A lot of the higher spending has stemmed directly from the downturn. There is, for example, spending on what is called "income security" -- that is, for unemployment compensation, food stamps and related programs. In 2007, the government spent $365 billion on income security. In 2011, it's estimated to spend $622 billion. That's an increase of $257 billion.
Then there is Medicaid, the health care program for lower-income Americans. A lot of people had lower incomes due to the economic downturn, and federal expenditures on Medicaid -- its costs are shared with the states -- went from $190 billion in 2007 to an estimated $276 billion in 2011, an increase of $86 billion. Put that together with the $257 billion increase in income security spending, and you have $343 billion.
Add to that the $338 billion in decreased revenues, and you get $681 billion -- which means nearly half of the current deficit can be clearly attributed to the downturn.
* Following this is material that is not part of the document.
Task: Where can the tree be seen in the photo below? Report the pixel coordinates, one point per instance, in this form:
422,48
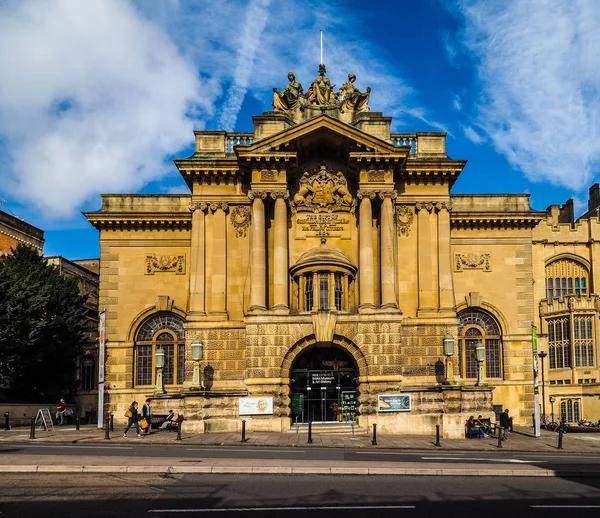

That's a deficit increase that would have happened in an economic crisis whether Republicans or Democrats controlled Washington. But it was the specific spending excesses of President Obama and the Democrats that shot the deficit into the stratosphere.
There is no line in the federal budget that says "stimulus," but Obama's massive $814 billion stimulus increased spending in virtually every part of the federal government. "It's spread all through the budget," says former Congressional Budget Office chief Douglas Holtz-Eakin. "It was essentially a down payment on the Obama domestic agenda." Green jobs, infrastructure, health information technology, aid to states -- it's all in there, billions in increased spending.
As for the Troubled Assets Relief Program, or TARP -- it has no specific line in the budget, either, but that is because it was anticipated to pay nearly all of its own cost, which it has.
Spending for Social Security and Medicare did go up in this period -- $162 billion and $119 billion, respectively -- but by incremental and predictable amounts that weren't big problems in previous years. "We're getting older one year at a time, and health care costs grow at 7 or 8 percent a year," says Holtz-Eakin. If Social Security and Medicare were the sole source of the current deficit, it would be a lot smaller than it is.
The bottom line is that with baby boomers aging, entitlements will one day be a major budget problem. But today's deficit crisis is not one of entitlements. It was created by out-of-control spending on everything other than entitlements. The recent debt-ceiling agreement is supposed to put the brakes on that kind of spending, but leaders have so far been maddeningly vague on how they'll do it.
This issue could be an important one in the coming presidential race. Should Republicans base their platform on entitlement reform, or should they focus on the here and now -- specifically, on undoing the damage done by Obama and his Democratic allies? In coming months, the answer will likely become clear: entitlements someday, but first things first.